A Survey on Enhancing Causal Reasoning Ability of Large Language Models
This is an incremental survey paper that organizes and synthesizes existing research for researchers and practitioners working on improving LLMs' causal reasoning.
This paper addresses the lack of comprehensive surveys on enhancing causal reasoning in large language models (LLMs), which struggle with tasks like healthcare and economic analysis. It systematically reviews existing methods, benchmarks, and future directions to bridge this research gap.

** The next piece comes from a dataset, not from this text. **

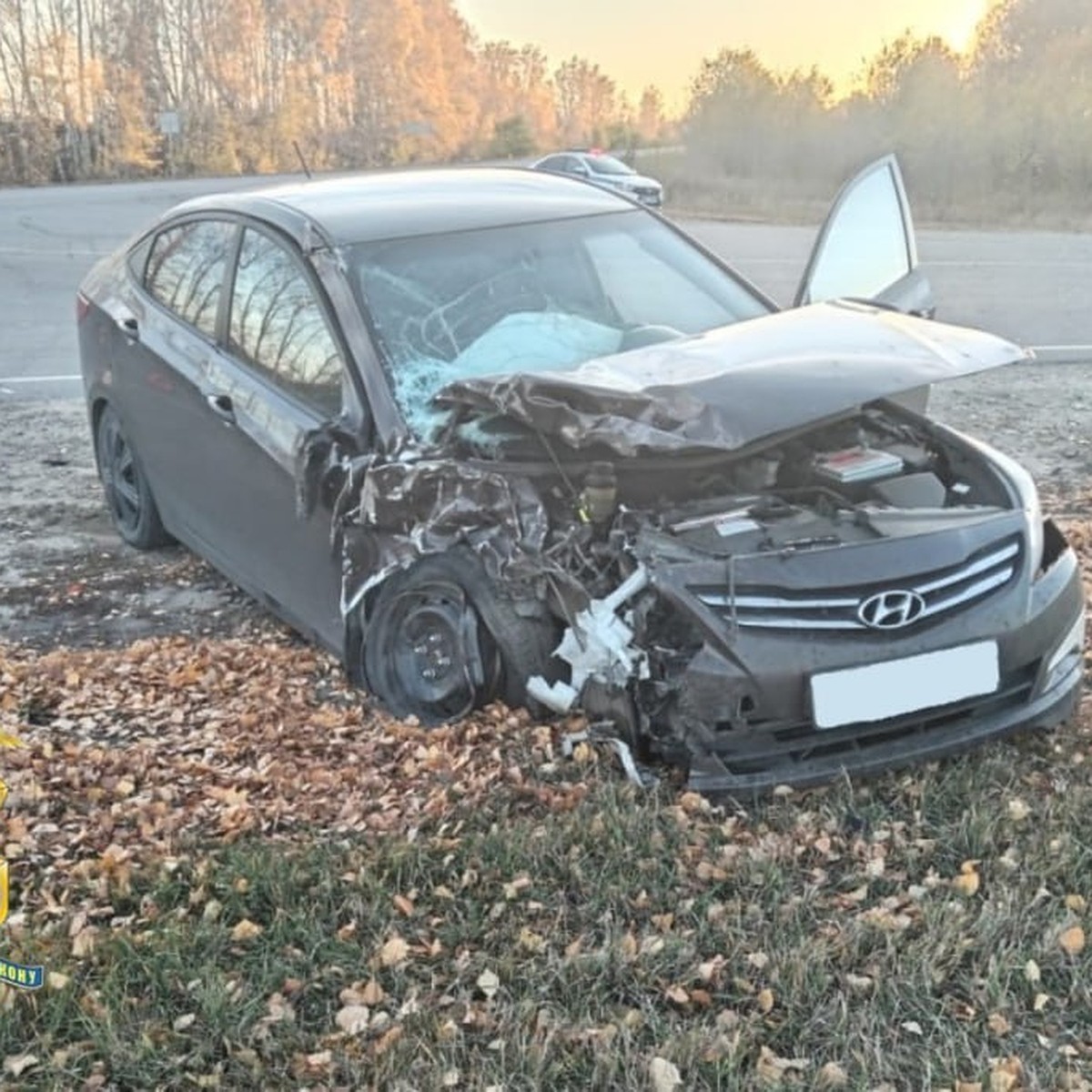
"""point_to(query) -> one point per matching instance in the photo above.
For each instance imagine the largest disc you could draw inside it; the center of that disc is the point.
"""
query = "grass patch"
(828, 939)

Large language models (LLMs) have recently shown remarkable performance in language tasks and beyond. However, due to their limited inherent causal reasoning ability, LLMs still face challenges in handling tasks that require robust causal reasoning ability, such as health-care and economic analysis. As a result, a growing body of research has focused on enhancing the causal reasoning ability of LLMs. Despite the booming research, there lacks a survey to well review the challenges, progress and future directions in this area. To bridge this significant gap, we systematically review literature on how to strengthen LLMs' causal reasoning ability in this paper. We start from the introduction of background and motivations of this topic, followed by the summarisation of key challenges in this area. Thereafter, we propose a novel taxonomy to systematically categorise existing methods, together with detailed comparisons within and between classes of methods. Furthermore, we summarise existing benchmarks and evaluation metrics for assessing LLMs' causal reasoning ability. Finally, we outline future research directions for this emerging field, offering insights and inspiration to researchers and practitioners in the area.